Verantwortlich für die Optionen ist der Menüpunkt Anrufkonten in den Telefon-Einstellungen. Dort wählst du zunächst die betroffene SIM-Karte aus, falls dein Gerät zwei Karten unterstützt.
Den Menüpfad findest du über Telefon-App öffnen ➔ Menü ➔ Einstellungen ➔ Anrufkonten ➔ SIM-Karte wählen ➔ Rufweiterleitung ➔ Option wählen ➔ Rufumleitung ein-/ausschalten.
Bei den Optionen unterscheidet Android meist zwischen „Immer weiterleiten“, „Wenn besetzt“, „Wenn nicht erreichbar“ und „Wenn nicht angenommen“. Jede Bedingung lässt sich einzeln aktivieren und mit einer eigenen Zielnummer verknüpfen.

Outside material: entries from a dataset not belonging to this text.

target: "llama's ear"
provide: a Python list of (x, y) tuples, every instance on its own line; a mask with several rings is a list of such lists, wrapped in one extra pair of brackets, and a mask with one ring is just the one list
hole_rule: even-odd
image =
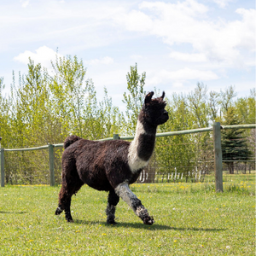
[(154, 95), (154, 91), (150, 91), (146, 95), (146, 96), (145, 96), (145, 104), (148, 103), (151, 101), (153, 95)]

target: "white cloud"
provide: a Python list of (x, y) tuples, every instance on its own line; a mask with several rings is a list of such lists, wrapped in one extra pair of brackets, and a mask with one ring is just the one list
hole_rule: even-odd
[(233, 2), (233, 0), (213, 0), (215, 3), (218, 4), (219, 8), (225, 8), (230, 2)]
[(52, 67), (50, 61), (55, 60), (56, 55), (58, 56), (62, 56), (61, 55), (57, 54), (52, 49), (47, 46), (42, 46), (36, 49), (35, 52), (26, 50), (25, 52), (15, 56), (14, 60), (24, 64), (27, 64), (28, 59), (31, 58), (36, 64), (40, 63), (43, 67), (50, 69)]
[(29, 0), (20, 0), (20, 2), (21, 3), (21, 6), (23, 8), (26, 8), (29, 4)]
[(181, 68), (176, 71), (160, 70), (148, 75), (148, 84), (159, 84), (172, 83), (175, 87), (182, 87), (183, 83), (189, 80), (207, 81), (215, 80), (218, 76), (211, 70), (199, 70), (189, 67)]
[(98, 64), (109, 65), (109, 64), (113, 63), (113, 59), (111, 57), (106, 56), (102, 59), (93, 59), (90, 61), (85, 61), (84, 63), (88, 63), (89, 65), (98, 65)]
[[(238, 9), (241, 19), (232, 21), (211, 20), (208, 8), (195, 0), (143, 2), (140, 9), (121, 15), (127, 30), (157, 36), (171, 46), (189, 44), (202, 59), (206, 56), (210, 61), (239, 67), (246, 62), (241, 48), (255, 51), (255, 9)], [(142, 23), (137, 21), (140, 18)], [(196, 55), (176, 54), (175, 57), (189, 61)]]
[(207, 58), (203, 54), (187, 54), (172, 51), (169, 56), (172, 59), (187, 62), (204, 62), (207, 61)]
[(171, 80), (212, 80), (217, 79), (218, 75), (212, 71), (202, 71), (185, 67), (177, 71), (163, 70), (161, 75)]

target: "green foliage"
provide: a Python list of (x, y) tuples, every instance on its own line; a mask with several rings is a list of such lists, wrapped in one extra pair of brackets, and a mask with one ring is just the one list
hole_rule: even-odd
[[(14, 73), (9, 96), (3, 95), (3, 79), (0, 79), (2, 147), (26, 148), (59, 143), (70, 134), (95, 140), (112, 137), (114, 133), (120, 136), (135, 133), (146, 82), (146, 73), (139, 75), (137, 63), (130, 67), (126, 75), (127, 90), (123, 95), (125, 113), (113, 105), (106, 88), (103, 99), (98, 101), (94, 83), (85, 79), (86, 68), (77, 56), (56, 56), (52, 68), (49, 72), (30, 59), (27, 73), (19, 73), (18, 82)], [(154, 91), (154, 96), (161, 93), (156, 88)], [(202, 83), (198, 83), (188, 94), (166, 94), (165, 99), (170, 119), (157, 131), (204, 128), (212, 125), (215, 121), (224, 125), (228, 122), (226, 113), (230, 108), (236, 116), (232, 124), (255, 123), (255, 90), (247, 97), (235, 100), (236, 96), (234, 86), (220, 92), (208, 92)], [(247, 137), (247, 149), (253, 152), (255, 131), (244, 131), (243, 137)], [(6, 154), (6, 182), (33, 183), (32, 177), (39, 177), (43, 170), (48, 169), (46, 151)], [(155, 171), (160, 174), (172, 172), (176, 168), (177, 172), (188, 175), (195, 167), (206, 172), (212, 170), (212, 152), (210, 132), (160, 137), (156, 140), (152, 161), (157, 165)], [(243, 159), (247, 159), (247, 153), (244, 151), (243, 154)], [(55, 150), (57, 180), (61, 180), (61, 150)], [(43, 181), (40, 177), (40, 181), (48, 183), (47, 178)]]
[[(228, 108), (224, 115), (224, 125), (232, 125), (239, 124), (238, 116), (234, 107)], [(243, 135), (244, 130), (230, 129), (222, 132), (223, 160), (226, 160), (230, 173), (234, 173), (234, 162), (237, 160), (247, 161), (250, 160), (252, 153), (248, 149), (247, 140)]]
[(129, 93), (124, 93), (123, 102), (126, 104), (127, 133), (134, 134), (137, 116), (144, 102), (144, 85), (146, 73), (140, 76), (137, 73), (137, 65), (130, 67), (130, 73), (126, 75), (127, 90)]

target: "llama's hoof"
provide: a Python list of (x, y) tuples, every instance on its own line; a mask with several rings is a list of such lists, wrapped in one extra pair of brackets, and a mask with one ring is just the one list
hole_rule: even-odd
[(57, 207), (56, 211), (55, 211), (55, 215), (60, 215), (61, 212), (63, 212), (63, 210), (61, 209), (61, 207)]
[(115, 222), (113, 219), (112, 219), (112, 220), (107, 220), (107, 224), (110, 225), (114, 225), (117, 224), (118, 223)]
[(146, 225), (152, 225), (154, 223), (154, 218), (148, 216), (143, 219), (143, 223)]

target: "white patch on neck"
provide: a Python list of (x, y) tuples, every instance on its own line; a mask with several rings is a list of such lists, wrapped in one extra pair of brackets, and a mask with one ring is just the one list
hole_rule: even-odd
[(146, 134), (143, 125), (138, 120), (136, 126), (136, 133), (133, 141), (131, 143), (128, 149), (128, 165), (132, 172), (145, 167), (149, 160), (145, 161), (139, 158), (137, 154), (137, 147), (139, 143), (139, 136)]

Ist die Rufumleitung aktiv, klingelt dein eigenes Gerät bei den betroffenen Anrufen nicht mehr. Anrufe landen direkt bei der hinterlegten Nummer, was je nach Vertrag zusätzliche Kosten verursachen kann.
Für einzelne Anrufer eignet sich die Funktion nicht – dafür ist stattdessen die Rufsperre oder eine individuelle Blockierliste sinnvoller. Nach dem Deaktivieren klingelt dein Smartphone wieder normal, sofern keine andere Bedingung mehr aktiv ist.